This discussion requires familiarity with the standard's specifications
and terminology from sections 6.10, 6.10.1 and 6.10.2. Unless you've got those sections memorized, you might need to cross-reference them to understand what I'm saying.
To simplify the following discussion, I'm going to write it as if the
only conditional inclusion preprocessing directives were #if, #else, and #endif. Code using the other conditional inclusion directives can always
be rewritten to use only those three, with essentially the same
behavior, with a minor exception in the case of #elsif, where the
subsequent occurrences of __LINE__ would have increased values.
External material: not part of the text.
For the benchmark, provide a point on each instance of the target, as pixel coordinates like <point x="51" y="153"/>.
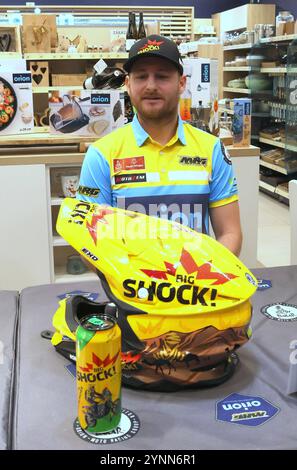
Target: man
<point x="159" y="164"/>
Those
other directives don't change the issue I'm discussing, they only
complicate the discussion.
I've long understood that, during translation phase 4, as soon as a
compiler reaches the new-line at the end of a #if directive, it knows
whether the #if group will be included. It not, and there's a
corresponding #else, it knows that the #else group will be included.
Either way, as soon as it starts reading a group that will be included,
it can immediately start preprocessing that group (and this is the
important part:) while searching for the #else or #endif directive that terminates the group.
I've also long understood that the #if, #else (if any) and #endif
directives that make up an if-section must all occur in the same file.
I'm not sure how I reached that conclusion - it's not anything that the standard says explicitly.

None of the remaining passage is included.